De certa forma, é mais um baque a impactar o futebol holandês, já atingido com a eliminação vexatória do Ajax na terceira fase preliminar da Liga dos Campeões. Mas não adianta chorar sobre o leite derramado (ou sobre a incompetência apresentada em campo). É hora de ver a condição daqueles que prometem ser os melhores times do Campeonato Holandês, na última parte do guia.

Groningen

Técnico: Erwin van de Looi

Destaque: Michael de Leeuw (atacante)

Fique de olho: Albert Rusnák (atacante) e Simon Tibbling (meio-campista)

Temporada passada:

Copas europeias: Liga Europa (disputará a fase de grupos)

Objetivo: play-offs por vaga na Liga Europa/meio de tabela

Principais chegadas: Abel Tamata (D, PSV) e Bryan Linssen (A, Heracles Almelo)

Principais saídas: Maikel Kieftenbeld (D, Birmingham City-ING), Nick van der Velden (M, não renovou contrato), Género Zeefuik (A, Balikesirspor-TUR) e Tjaronn Chery (A, Queens Park Rangers-ING)

A rigor, o “Orgulho do Norte” não traria nenhum tipo de atração. Afinal de contas, terminou a Eredivisie passada em oitavo lugar. Ainda assim, sua equipe pode ser considerada das mais entrosadas do futebol holandês, com um nível razoável o suficiente (dentro do país, bem entendido) para assemelhar-se ao Heerenveen – e brigar de igual para igual com Vitesse e AZ. Prova disso foi o título da Copa da Holanda. Além do mais, tendo em vista a janela de transferências, o elenco passa relativamente ileso por ela.

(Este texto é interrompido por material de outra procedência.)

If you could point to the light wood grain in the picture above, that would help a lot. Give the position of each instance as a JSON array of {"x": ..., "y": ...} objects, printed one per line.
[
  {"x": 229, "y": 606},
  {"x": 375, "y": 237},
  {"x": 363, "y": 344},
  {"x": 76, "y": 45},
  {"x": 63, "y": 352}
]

Perdeu Chery, o maior destaque da equipe. Mas ainda mantém De Leeuw e Rusnák, que mantêm a velocidade do ataque. Além disso, Linssen promete ser a referência no meio da área. No meio-campo, convém prestar atenção em Simon Tibbling, pilar da seleção sueca campeã europeia sub-21. E a defesa apresenta solidez notável, por mais que a provável saída de Eric Botteghin force leves mudanças. Como de praxe, o Groningen deverá fazer mais uma temporada digna.

Vitesse

Técnico: Peter Bosz

Destaque: Valeri “Vako” Qazaishvili (atacante)

Fique de olho: Nathan (atacante)

Temporada passada: 4 º

Copas europeias: Liga Europa (já eliminado pelo Southampton-ING, na terceira fase preliminar)

Objetivo: play-offs por vaga na Liga Europa/vaga direta na Liga Europa

Principais chegadas: Maikel van der Werff (D, Zwolle), Danilo Pantic (M, Partizan-SER), Sheran Yeini (M, Maccabi Tel Aviv-ISR), Lewis Baker (M, Chelsea-ING), Nathan (A, Chelsea-ING), Isaiah Brown (A, Chelsea-ING) e Milot Rashica (A, Kosova Vushtrri-KOS)

Principais saídas: Jan-Arie van der Heijden (D, Feyenoord), Wallace (D, Chelsea-ING), Josh McEachran (M, Chelsea-ING), Marko Vejinovic (M, Feyenoord), Davy Pröpper (M, PSV), Zakaria Labyad (A, Sporting-POR) e Bertrand Traore (A, Chelsea-ING)

Até que o Vites surpreendeu na temporada passada. Se se imaginava uma queda brusca após os problemas internos enfrentados em 2013/14 – e isso até aconteceu no primeiro turno -, a equipe se recuperou brilhantemente no returno, passou pelos play-offs e até assegurou vaga na Liga Europa (se bem que o Southampton já despachou o time sem problemas). E bem ou mal, a parceria oficiosa (?) com o Chelsea continua, após todas as tormentas. Além do mais, o time não perdeu nos jogos de pré-temporada – certo, enfrentou adversários de medianos para baixo… O que não quer dizer que as coisas estejam boas.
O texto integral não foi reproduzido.